Numerical simulation of dual frequency etching reactors: Influence of the external process parameters on the plasma characteristics

Abstract

A one-dimensional particle-in-cell/Monte Carlo model is used to investigate Ar∕CF4∕N2 discharges sustained in capacitively coupled dual frequency reactors, with special emphasis on the influence of the reactor parameters such as applied voltage amplitudes and frequencies of the two voltage sources. The presented calculation results include plasma density, ion current, average sheath potential and width, electron and ion average energies and energy distributions, and ionization rates.
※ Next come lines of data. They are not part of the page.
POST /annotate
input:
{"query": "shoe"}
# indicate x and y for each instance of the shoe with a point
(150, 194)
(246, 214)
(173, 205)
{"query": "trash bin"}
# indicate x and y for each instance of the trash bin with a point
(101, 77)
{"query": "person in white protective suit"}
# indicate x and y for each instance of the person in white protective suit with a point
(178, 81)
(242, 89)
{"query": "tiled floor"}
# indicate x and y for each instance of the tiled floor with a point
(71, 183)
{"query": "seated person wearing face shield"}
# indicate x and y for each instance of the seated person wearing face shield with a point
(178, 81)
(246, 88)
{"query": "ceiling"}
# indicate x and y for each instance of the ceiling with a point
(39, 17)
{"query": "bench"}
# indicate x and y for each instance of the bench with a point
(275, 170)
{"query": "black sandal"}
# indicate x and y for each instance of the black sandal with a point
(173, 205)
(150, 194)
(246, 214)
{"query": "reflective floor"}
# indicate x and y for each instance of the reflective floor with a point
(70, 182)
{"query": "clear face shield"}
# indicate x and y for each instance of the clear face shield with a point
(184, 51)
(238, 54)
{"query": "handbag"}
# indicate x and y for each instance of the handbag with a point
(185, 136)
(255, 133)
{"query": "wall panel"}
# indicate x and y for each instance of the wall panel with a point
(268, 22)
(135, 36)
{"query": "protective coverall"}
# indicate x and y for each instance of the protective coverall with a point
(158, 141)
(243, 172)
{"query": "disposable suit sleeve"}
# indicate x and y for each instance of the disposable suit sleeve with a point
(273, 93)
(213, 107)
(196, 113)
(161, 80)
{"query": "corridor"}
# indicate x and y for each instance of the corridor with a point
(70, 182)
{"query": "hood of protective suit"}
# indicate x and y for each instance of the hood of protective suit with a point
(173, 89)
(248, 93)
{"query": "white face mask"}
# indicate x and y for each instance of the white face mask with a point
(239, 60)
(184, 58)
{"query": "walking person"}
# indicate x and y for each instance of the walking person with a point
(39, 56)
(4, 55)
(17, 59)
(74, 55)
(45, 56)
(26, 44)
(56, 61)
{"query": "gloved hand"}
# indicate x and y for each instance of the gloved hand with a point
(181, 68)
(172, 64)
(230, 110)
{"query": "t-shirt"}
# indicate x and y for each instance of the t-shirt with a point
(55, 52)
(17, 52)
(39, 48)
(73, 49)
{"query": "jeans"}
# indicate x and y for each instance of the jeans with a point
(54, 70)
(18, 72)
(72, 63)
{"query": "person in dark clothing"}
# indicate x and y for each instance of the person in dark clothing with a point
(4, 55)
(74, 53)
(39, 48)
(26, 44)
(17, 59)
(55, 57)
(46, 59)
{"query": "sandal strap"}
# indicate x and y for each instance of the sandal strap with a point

The simulations were carried out for high frequencies (HFs) of 27, 40, 60, and 100MHz and a low frequency (LF) of 1 or 2MHz, varying the LF voltage and keeping the HF voltage constant and vice versa. It is observed that the decoupling of the two sources is possible by increasing the applied HF to very high values (above 60MHz) and it is not defined by the frequency ratio. Both voltage sources have influence on the plasma characteristics at a HF of 27MHz and to some extent at 40MHz. At HFs of 60 and 100MHz, the plasma density and ion flux are determined only by the HF voltage source. The ion energy increases and the ion energy distribution function (IEDF) becomes broader with HF or LF voltage amplitude, when the other voltage is kept constant. The IEDF is broader with the increase of HF or the decrease of LF.